We welcome contributions that cover a wide range of themes related to advanced genetic and genomic approaches for malaria surveillance, spanning both wet and dry labs as well as applied epidemiology and analytical tool development. We invite authors to submit original research articles, reviews, methods, perspectives, and opinion papers. We particularly encourage interdisciplinary collaborations and studies that combine genetic and genomic data with other relevant fields, such as epidemiology, entomology, statistics, modeling, and public health. Potential areas of interest include, but are not limited to:
1. Development and validation of novel sequencing techniques or genotyping panels for malaria parasites and/or vectors.
2. Integration of genomic data with epidemiological and clinical information.
3. Development and validation of bioinformatic tools, statistical methods, and analytical pipelines, for example, to estimate the complexity of infection.

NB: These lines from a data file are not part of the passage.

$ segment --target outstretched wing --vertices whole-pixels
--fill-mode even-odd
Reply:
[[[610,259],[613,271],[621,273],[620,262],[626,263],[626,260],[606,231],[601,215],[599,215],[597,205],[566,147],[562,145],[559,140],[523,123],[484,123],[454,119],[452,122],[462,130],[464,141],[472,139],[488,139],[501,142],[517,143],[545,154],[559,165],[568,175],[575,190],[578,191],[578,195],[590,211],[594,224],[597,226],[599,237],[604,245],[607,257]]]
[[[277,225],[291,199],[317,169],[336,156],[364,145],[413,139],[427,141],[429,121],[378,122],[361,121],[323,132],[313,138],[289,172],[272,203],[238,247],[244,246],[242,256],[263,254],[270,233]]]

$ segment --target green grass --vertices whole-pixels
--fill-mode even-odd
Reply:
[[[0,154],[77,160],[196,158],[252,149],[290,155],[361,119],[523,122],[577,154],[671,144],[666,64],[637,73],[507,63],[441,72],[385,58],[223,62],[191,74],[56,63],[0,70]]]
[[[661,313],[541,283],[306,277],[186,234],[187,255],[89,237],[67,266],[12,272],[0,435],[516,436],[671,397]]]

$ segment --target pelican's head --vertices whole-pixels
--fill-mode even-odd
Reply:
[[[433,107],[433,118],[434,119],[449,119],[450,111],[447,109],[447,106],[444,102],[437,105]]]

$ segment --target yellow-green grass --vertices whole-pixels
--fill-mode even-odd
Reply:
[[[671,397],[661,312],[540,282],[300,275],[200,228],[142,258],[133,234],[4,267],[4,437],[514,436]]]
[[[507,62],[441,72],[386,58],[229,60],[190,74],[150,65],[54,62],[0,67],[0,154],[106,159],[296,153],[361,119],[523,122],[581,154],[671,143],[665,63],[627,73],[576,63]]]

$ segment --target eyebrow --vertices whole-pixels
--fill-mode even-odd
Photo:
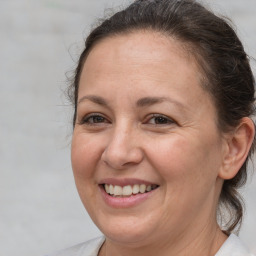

4. Population genomics to understand transmission dynamics and connectivity, for example, using relatedness measures such as identity-by-descent.
5. Application of genetic and genomic surveillance for specific use cases, for example, monitoring interventions and evaluating their impact.
6. Methodological advancements to translate genomic data into actionable information for malaria control and elimination decision-making.
7. Advances in genomic approaches for non-P. falciparum spp. or Anopheline vectors
Keywords: Malaria, plasmodium falciparum, plasmodium vivax, genomic epidemiology, malaria molecular surveillance
Important Note: All contributions to this Research Topic must be within the scope of the section and journal to which they are submitted, as defined in their mission statements. Frontiers reserves the right to guide an out-of-scope manuscript to a more suitable section or journal at any stage of peer review.